# Content-Based Filtering for Recommendation Systems

## Recap: Recommendation Systems

A **recommendation system** is an algorithm designed to provide users with personalized suggestions, recommendations, or predictions.

The primary goal is to assist users in discovering items (products, services, content) they are likely to be interested in, based on their preferences, behaviors, or historical data.

Examples: Netflix, Amazon, Zillow, Airbnb.

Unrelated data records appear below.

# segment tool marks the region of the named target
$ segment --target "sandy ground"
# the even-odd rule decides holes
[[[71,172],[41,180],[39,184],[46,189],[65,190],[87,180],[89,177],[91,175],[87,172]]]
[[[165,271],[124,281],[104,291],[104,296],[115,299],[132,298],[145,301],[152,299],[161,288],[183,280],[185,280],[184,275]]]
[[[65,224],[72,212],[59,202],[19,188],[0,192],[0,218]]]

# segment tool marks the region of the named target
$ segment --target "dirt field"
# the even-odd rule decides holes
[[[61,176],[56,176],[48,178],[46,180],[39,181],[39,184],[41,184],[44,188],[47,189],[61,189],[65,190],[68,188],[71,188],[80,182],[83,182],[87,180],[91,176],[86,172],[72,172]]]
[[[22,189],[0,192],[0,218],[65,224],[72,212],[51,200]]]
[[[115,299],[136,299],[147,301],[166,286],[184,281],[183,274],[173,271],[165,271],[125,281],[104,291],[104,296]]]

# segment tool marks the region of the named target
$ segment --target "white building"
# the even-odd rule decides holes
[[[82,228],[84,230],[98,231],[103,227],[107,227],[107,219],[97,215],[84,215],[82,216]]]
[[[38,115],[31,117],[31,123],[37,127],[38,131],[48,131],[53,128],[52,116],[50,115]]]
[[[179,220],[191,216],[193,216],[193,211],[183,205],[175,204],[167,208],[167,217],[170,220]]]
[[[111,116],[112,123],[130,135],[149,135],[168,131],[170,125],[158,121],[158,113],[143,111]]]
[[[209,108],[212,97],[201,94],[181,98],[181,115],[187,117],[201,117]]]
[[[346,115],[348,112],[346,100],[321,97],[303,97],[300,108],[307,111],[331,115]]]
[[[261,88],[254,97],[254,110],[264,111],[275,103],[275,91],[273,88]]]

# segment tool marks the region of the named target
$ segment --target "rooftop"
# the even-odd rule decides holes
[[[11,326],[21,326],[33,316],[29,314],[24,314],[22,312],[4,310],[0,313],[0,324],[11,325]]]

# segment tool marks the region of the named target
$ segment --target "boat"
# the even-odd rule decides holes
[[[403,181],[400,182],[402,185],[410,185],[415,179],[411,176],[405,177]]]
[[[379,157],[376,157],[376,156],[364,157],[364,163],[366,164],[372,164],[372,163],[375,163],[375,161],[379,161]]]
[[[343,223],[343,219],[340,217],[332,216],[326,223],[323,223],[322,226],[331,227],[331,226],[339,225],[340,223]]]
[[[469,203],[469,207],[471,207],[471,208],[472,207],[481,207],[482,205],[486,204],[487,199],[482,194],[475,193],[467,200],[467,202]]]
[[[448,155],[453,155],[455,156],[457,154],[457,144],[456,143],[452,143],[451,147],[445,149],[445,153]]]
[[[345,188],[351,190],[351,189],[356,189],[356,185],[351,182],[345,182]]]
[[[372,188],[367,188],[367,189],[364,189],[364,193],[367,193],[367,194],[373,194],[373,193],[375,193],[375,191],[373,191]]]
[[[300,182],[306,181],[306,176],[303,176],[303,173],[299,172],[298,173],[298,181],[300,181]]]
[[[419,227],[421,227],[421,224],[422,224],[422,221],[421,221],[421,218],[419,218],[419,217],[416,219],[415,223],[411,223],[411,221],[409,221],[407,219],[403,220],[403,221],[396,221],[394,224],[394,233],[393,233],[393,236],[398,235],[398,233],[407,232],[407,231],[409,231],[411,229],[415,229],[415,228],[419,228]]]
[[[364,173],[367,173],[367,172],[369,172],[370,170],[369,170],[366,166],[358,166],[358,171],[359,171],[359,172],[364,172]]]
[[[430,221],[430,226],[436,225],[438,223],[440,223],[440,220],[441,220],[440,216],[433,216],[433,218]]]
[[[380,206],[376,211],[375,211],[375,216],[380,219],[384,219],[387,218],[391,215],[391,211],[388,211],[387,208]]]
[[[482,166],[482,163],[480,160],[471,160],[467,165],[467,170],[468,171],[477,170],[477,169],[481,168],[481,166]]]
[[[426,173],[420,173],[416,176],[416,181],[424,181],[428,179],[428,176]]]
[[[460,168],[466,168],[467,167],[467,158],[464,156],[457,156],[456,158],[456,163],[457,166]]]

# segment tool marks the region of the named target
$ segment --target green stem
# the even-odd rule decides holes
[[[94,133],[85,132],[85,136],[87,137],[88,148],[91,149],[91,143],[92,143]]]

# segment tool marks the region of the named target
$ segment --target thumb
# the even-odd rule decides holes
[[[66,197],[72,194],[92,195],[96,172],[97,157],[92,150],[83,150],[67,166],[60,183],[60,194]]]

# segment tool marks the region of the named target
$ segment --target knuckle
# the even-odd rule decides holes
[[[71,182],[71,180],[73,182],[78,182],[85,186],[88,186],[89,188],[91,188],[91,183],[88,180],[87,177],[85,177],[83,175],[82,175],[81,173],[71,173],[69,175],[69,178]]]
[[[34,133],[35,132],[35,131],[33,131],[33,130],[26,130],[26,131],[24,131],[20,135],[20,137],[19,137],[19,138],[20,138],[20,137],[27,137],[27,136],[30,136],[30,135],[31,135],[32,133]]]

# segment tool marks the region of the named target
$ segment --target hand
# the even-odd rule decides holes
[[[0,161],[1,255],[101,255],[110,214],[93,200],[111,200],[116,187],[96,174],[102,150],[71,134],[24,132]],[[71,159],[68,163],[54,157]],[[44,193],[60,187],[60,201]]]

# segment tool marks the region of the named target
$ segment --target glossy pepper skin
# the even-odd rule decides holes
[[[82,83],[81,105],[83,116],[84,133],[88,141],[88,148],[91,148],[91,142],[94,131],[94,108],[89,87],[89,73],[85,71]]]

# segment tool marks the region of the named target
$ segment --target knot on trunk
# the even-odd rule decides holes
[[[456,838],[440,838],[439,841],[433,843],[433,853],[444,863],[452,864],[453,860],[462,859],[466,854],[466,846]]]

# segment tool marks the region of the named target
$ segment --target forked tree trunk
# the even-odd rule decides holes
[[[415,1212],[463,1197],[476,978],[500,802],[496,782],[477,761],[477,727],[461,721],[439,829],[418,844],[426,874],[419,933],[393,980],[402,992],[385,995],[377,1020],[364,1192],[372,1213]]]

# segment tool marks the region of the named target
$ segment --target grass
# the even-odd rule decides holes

## Content-Based Filtering

**Content-based filtering** is a type of recommendation system that focuses on the **characteristics (content)** of the items and a **profile of the user's preferences**.

**How it works:**
1.  **Item Profile Creation:** Each item is described by a set of features or attributes (e.g., for movies: keywords, genres, actors, director; for articles: topics, keywords).
2.  **User Profile Creation:** A profile is built for each user, representing their preferences. This profile is often based on the characteristics of items the user has previously interacted with, liked, or rated positively.
3.  **Recommendation:** Recommendations are made by comparing the user's profile with the profiles of unrated/unseen items. Items that are "similar" in content to what the user has liked in the past are recommended.

### Step 1: Item-Profile Curation (Example: Movie Genres)

We start with item data, for example, movies and their genres. This data needs to be transformed into a structured format where each item (movie) is represented by a vector of its features (genres).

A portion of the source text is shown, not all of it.